Fekade Azeze
Fekade Azeze est né en 1950 et a étudié à l’Université d’Addis-Abeba et à Sheffield. Il est professeur agrégé de littérature et de folklore éthiopiens à l’Université d’Addis-Abeba. Il a publié cinq recueils de poèmes en amharique, deux livres sur le folklore, un livre sur la poésie de la famine et de nombreux articles sur la littérature éthiopienne.
Addis-Abeba
Je marche dans tes rues, mais je n'avance pas :
tes boutiques et kiosques m'encombrent le regard
ORL et dentistes
stands de musique
cabanes à pharmacie
photomatons
pêle-mêle!
chaotique!
tant de bars bruyants en compétition pour faire le plus de bruit
comment tant de tonnerre peut-il venir
de magasins si petits
et encombrés comme des pierres tombales ?
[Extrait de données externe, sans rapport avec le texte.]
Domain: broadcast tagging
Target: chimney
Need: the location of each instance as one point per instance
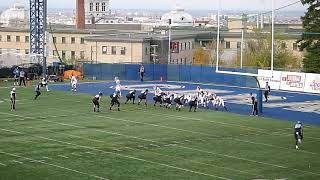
(80, 15)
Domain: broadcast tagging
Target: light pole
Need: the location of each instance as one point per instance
(169, 50)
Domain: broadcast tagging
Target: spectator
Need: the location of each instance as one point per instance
(141, 72)
(22, 78)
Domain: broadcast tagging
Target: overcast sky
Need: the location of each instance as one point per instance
(170, 4)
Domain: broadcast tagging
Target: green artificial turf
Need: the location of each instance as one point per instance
(59, 136)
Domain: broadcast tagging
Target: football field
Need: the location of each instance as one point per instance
(59, 136)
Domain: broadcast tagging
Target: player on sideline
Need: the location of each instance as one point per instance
(96, 102)
(13, 96)
(298, 133)
(115, 100)
(37, 90)
(131, 96)
(143, 96)
(267, 91)
(178, 100)
(44, 82)
(158, 96)
(220, 102)
(193, 103)
(74, 82)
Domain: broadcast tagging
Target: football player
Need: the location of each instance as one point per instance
(158, 96)
(96, 102)
(220, 102)
(168, 100)
(178, 100)
(193, 103)
(115, 100)
(298, 133)
(131, 96)
(37, 90)
(13, 96)
(74, 82)
(143, 96)
(44, 82)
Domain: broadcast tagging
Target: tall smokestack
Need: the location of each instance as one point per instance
(80, 14)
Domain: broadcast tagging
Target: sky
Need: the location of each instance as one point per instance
(171, 4)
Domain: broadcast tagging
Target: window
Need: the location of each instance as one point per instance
(73, 55)
(227, 45)
(238, 45)
(283, 45)
(91, 7)
(63, 40)
(26, 39)
(103, 6)
(81, 54)
(123, 50)
(295, 46)
(114, 50)
(104, 49)
(73, 40)
(54, 53)
(63, 54)
(97, 6)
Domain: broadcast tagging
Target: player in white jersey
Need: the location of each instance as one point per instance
(44, 83)
(13, 96)
(74, 82)
(298, 133)
(220, 102)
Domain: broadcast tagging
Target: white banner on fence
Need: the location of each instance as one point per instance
(312, 83)
(265, 76)
(292, 81)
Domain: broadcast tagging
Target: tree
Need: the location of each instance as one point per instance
(310, 42)
(258, 53)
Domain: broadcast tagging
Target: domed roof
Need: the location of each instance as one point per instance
(178, 18)
(17, 15)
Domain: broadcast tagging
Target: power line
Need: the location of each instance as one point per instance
(277, 9)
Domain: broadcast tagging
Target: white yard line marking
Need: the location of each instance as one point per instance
(54, 165)
(121, 155)
(200, 133)
(209, 152)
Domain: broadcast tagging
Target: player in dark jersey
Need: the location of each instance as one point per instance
(267, 91)
(143, 96)
(179, 102)
(37, 90)
(96, 102)
(13, 97)
(158, 98)
(131, 96)
(193, 103)
(298, 133)
(115, 100)
(168, 100)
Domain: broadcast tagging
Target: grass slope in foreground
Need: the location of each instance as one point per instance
(59, 137)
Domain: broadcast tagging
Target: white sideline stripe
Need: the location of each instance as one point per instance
(54, 165)
(209, 152)
(194, 132)
(117, 154)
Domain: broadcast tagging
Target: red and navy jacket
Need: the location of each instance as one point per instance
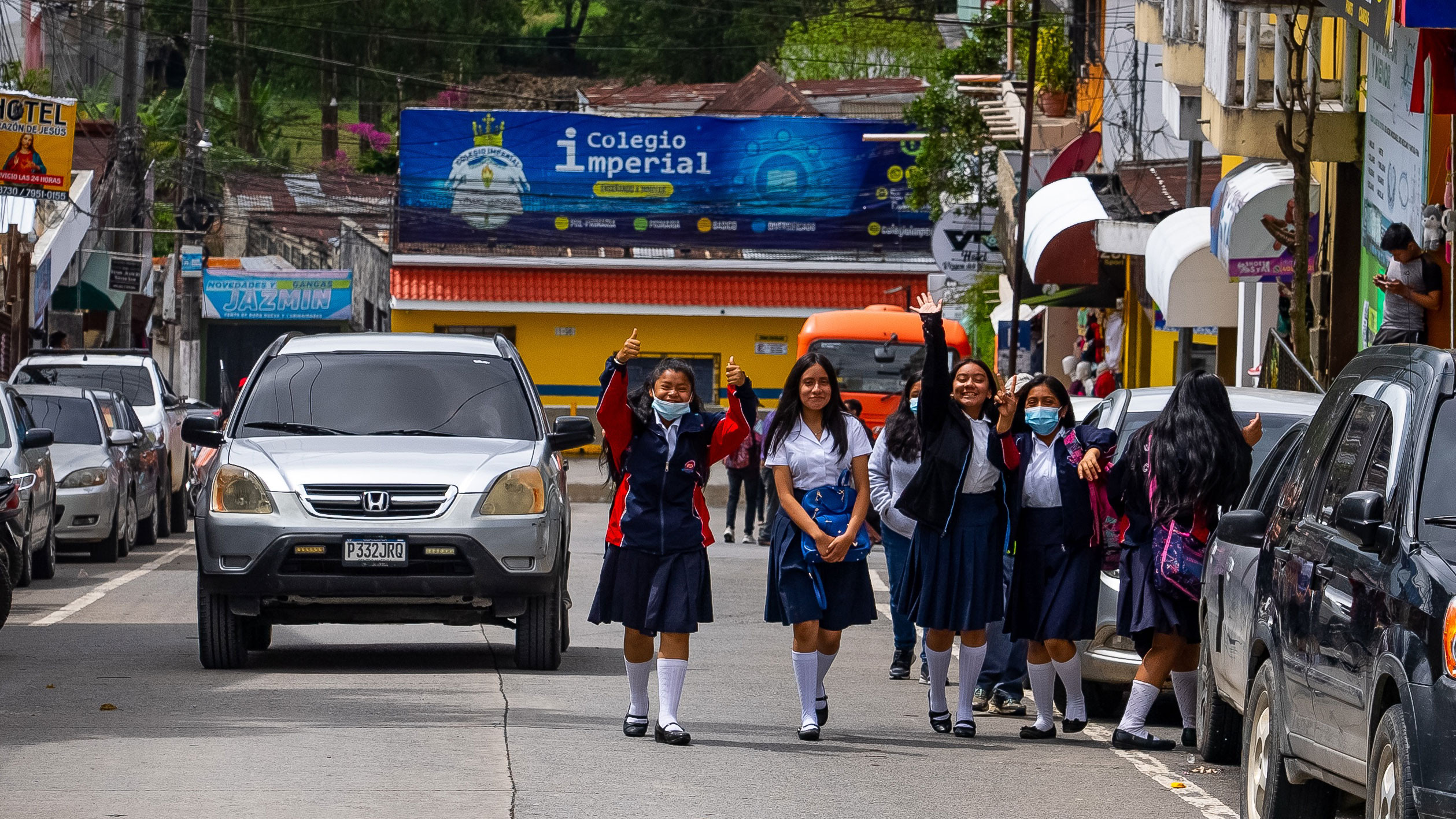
(659, 505)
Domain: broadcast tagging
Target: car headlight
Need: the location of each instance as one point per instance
(519, 492)
(239, 490)
(88, 477)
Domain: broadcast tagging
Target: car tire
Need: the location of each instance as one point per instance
(1221, 728)
(6, 588)
(1388, 781)
(257, 633)
(221, 637)
(108, 550)
(1267, 792)
(538, 633)
(27, 569)
(44, 566)
(164, 512)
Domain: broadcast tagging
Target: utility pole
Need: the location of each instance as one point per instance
(1018, 263)
(194, 184)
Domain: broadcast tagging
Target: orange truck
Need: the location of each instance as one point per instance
(874, 350)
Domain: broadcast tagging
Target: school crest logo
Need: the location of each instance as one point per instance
(487, 180)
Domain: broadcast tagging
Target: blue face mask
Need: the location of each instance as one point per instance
(672, 410)
(1043, 420)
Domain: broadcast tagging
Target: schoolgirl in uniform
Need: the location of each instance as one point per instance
(1193, 459)
(1055, 581)
(810, 444)
(659, 444)
(954, 581)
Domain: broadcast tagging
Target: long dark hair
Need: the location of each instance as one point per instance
(640, 400)
(1058, 389)
(1198, 449)
(901, 433)
(791, 407)
(988, 407)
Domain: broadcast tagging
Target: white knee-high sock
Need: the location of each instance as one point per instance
(1044, 688)
(825, 662)
(1185, 687)
(637, 684)
(805, 672)
(1070, 674)
(670, 675)
(1139, 703)
(971, 662)
(940, 663)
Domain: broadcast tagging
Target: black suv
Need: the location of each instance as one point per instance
(1351, 671)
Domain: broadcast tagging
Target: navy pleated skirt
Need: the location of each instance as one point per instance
(954, 582)
(1143, 610)
(654, 592)
(791, 591)
(1053, 585)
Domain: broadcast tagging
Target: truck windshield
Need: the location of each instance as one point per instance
(858, 369)
(404, 394)
(131, 381)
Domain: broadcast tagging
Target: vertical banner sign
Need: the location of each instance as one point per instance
(37, 135)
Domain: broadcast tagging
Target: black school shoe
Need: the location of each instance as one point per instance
(672, 736)
(634, 729)
(900, 663)
(1133, 742)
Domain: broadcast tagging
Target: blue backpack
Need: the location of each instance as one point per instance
(832, 508)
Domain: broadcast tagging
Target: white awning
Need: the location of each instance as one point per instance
(1060, 244)
(1190, 285)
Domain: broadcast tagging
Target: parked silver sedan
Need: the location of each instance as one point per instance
(1110, 661)
(95, 499)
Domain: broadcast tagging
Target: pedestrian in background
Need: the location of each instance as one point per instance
(892, 466)
(1177, 471)
(1055, 582)
(659, 444)
(953, 584)
(810, 444)
(743, 481)
(1411, 285)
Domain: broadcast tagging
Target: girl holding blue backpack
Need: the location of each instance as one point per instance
(1174, 475)
(954, 579)
(819, 581)
(659, 445)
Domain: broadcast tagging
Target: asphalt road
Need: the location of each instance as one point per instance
(107, 713)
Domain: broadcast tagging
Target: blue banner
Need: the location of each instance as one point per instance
(557, 178)
(279, 295)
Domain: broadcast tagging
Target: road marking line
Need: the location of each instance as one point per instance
(1154, 769)
(114, 584)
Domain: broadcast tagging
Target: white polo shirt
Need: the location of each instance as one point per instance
(811, 459)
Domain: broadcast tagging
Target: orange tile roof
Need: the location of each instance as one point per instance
(830, 290)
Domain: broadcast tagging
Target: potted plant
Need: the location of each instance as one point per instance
(1055, 78)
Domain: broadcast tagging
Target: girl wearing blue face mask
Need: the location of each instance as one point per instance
(892, 466)
(1055, 581)
(657, 445)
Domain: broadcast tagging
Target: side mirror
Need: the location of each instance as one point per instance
(570, 433)
(1244, 528)
(201, 430)
(1361, 517)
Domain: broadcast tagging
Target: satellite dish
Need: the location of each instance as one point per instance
(1075, 158)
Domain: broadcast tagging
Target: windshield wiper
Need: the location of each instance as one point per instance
(296, 427)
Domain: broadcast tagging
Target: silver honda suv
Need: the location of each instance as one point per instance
(385, 478)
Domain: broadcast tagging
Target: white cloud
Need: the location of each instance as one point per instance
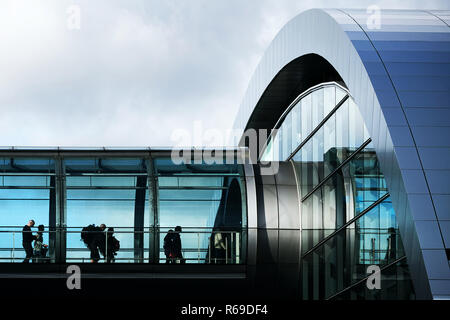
(136, 70)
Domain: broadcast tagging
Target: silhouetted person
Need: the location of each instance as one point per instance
(27, 239)
(39, 249)
(94, 238)
(172, 246)
(219, 247)
(391, 252)
(112, 245)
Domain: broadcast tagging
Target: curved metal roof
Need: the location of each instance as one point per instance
(398, 72)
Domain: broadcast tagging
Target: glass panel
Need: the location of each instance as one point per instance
(208, 209)
(360, 183)
(26, 186)
(113, 192)
(343, 259)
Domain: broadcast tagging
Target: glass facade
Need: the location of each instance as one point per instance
(347, 219)
(142, 198)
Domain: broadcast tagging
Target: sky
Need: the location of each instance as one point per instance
(135, 72)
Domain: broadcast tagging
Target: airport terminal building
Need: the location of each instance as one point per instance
(354, 174)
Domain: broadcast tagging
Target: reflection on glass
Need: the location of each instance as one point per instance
(301, 119)
(26, 189)
(204, 200)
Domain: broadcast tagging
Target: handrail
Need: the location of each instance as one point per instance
(232, 253)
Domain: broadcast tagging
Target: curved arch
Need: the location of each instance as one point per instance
(399, 76)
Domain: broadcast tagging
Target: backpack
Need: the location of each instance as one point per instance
(87, 234)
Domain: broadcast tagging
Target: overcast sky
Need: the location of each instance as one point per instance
(137, 71)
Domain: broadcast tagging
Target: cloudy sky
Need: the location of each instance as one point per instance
(135, 73)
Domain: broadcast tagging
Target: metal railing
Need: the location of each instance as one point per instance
(198, 245)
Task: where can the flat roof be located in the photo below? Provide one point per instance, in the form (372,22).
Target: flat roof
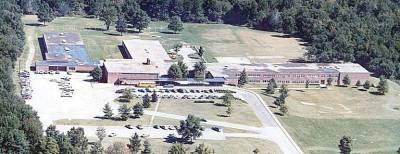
(143,49)
(135,66)
(221,69)
(65,46)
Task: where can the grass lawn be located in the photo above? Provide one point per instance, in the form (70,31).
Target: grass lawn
(229,146)
(143,120)
(319,118)
(100,44)
(242,113)
(222,40)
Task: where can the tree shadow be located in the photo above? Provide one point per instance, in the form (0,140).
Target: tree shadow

ce flux de personnes qui ne s’arrête jamais
pousser, prendre d’assaut, jouer des coudes
mesurer le chaos de la rue...
Je marche dans tes rues, mais je n'avance pas :
le sordide et la misère
pauvres hommes sales en haillons
tous ses hommes dormant à la dure
dans leur extrême saleté
à chaque coin de rue
je continue de me percer les yeux,
Je m’arrête et jette un coup d’œil, pas assez longtemps pour voir
s’ils sont vivants,
je marche en avant, comme tout le monde
nous tous en avant
.
Je marche dans tes rues, mais je n'avance pas :
ta population est si dense
il n’y a pas de place pour marcher!
tes corps sont si pâles et ratatinés
Décolorées!
relâchés!
Je me demande, est-ce qu’ils ont de quoi manger?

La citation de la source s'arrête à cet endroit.